The present phase is due to be completed by August 2018, following which we will progress to the third phase of extending the static snapshots provided by the current phase to enable dynamic analyses of changes in active transport behaviour. These analyses will be informed through comparison to data on responses to the construction of active transport infrastructure which come primarily from Great Britain. These insights into behavioural responses will be used to inform our prototypes for Accra and Kathmandu. Once those cities begin to implement their Active Transport Futures, data collated from monitoring responses will be able to be immediately incorporated not just in those locally-tailored toolboxes, but in a global understanding of cultural differences in responses to transport infrastructure.

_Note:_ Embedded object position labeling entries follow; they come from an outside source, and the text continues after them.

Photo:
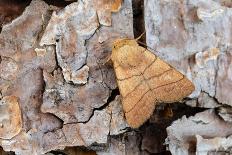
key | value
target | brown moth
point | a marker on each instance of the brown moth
(145, 80)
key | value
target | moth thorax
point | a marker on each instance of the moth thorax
(129, 59)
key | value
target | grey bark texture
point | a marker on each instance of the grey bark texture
(54, 60)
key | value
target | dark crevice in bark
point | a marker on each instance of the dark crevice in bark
(59, 3)
(138, 19)
(111, 98)
(11, 9)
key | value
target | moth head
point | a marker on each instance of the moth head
(125, 53)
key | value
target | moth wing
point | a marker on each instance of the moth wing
(150, 82)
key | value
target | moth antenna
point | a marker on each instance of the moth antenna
(139, 37)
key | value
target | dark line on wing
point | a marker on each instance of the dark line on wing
(159, 74)
(133, 89)
(141, 72)
(152, 90)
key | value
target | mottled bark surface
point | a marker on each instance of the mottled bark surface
(53, 63)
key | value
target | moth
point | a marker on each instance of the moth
(144, 80)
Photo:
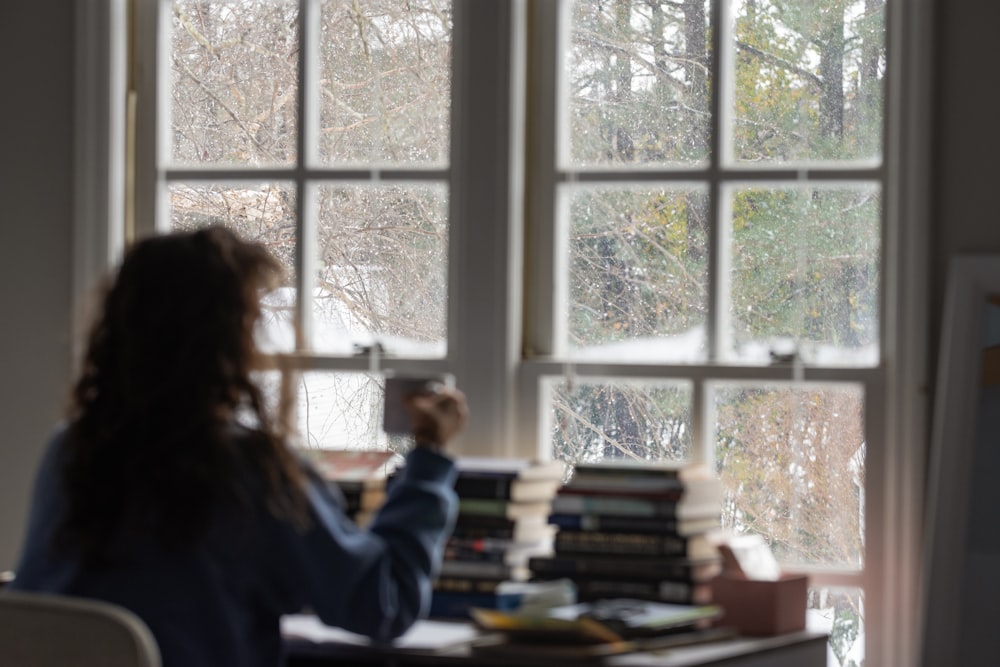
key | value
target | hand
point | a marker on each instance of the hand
(436, 417)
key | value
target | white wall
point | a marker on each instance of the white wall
(36, 116)
(36, 70)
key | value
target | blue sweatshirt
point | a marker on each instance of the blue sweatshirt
(219, 602)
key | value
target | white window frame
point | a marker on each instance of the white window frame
(500, 338)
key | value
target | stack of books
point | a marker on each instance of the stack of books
(504, 507)
(636, 530)
(361, 476)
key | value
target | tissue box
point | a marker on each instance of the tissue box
(762, 608)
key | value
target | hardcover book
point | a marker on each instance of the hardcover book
(617, 567)
(634, 524)
(694, 547)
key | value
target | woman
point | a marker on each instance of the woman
(170, 491)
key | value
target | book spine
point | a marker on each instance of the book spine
(472, 555)
(554, 567)
(675, 592)
(672, 495)
(483, 487)
(483, 506)
(613, 522)
(483, 570)
(588, 504)
(623, 544)
(456, 605)
(484, 532)
(467, 585)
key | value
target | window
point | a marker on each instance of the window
(654, 230)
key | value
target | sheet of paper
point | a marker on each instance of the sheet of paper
(423, 636)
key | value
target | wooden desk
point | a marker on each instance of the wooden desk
(801, 649)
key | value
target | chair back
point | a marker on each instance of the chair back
(44, 630)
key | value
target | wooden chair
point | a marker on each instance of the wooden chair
(43, 630)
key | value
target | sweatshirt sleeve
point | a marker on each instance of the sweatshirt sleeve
(375, 582)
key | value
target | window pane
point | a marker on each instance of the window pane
(598, 420)
(792, 460)
(637, 273)
(805, 272)
(840, 613)
(234, 82)
(260, 212)
(385, 87)
(342, 411)
(808, 80)
(383, 268)
(638, 82)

The beneficiaries of an Active Transport Toolbox are in the first instance the individual cities, yet as the project progresses, we will be able to incorporate monitoring data from these cities, and to use this to provide increasingly accurate estimates of likely or plausible differences in response in any other cities. This will ultimately translate to the development of a global-scale network of data exchange whereby the experiences of each city feed back into and support the development of Active Transport Futures in every other city for which a toolbox is developed.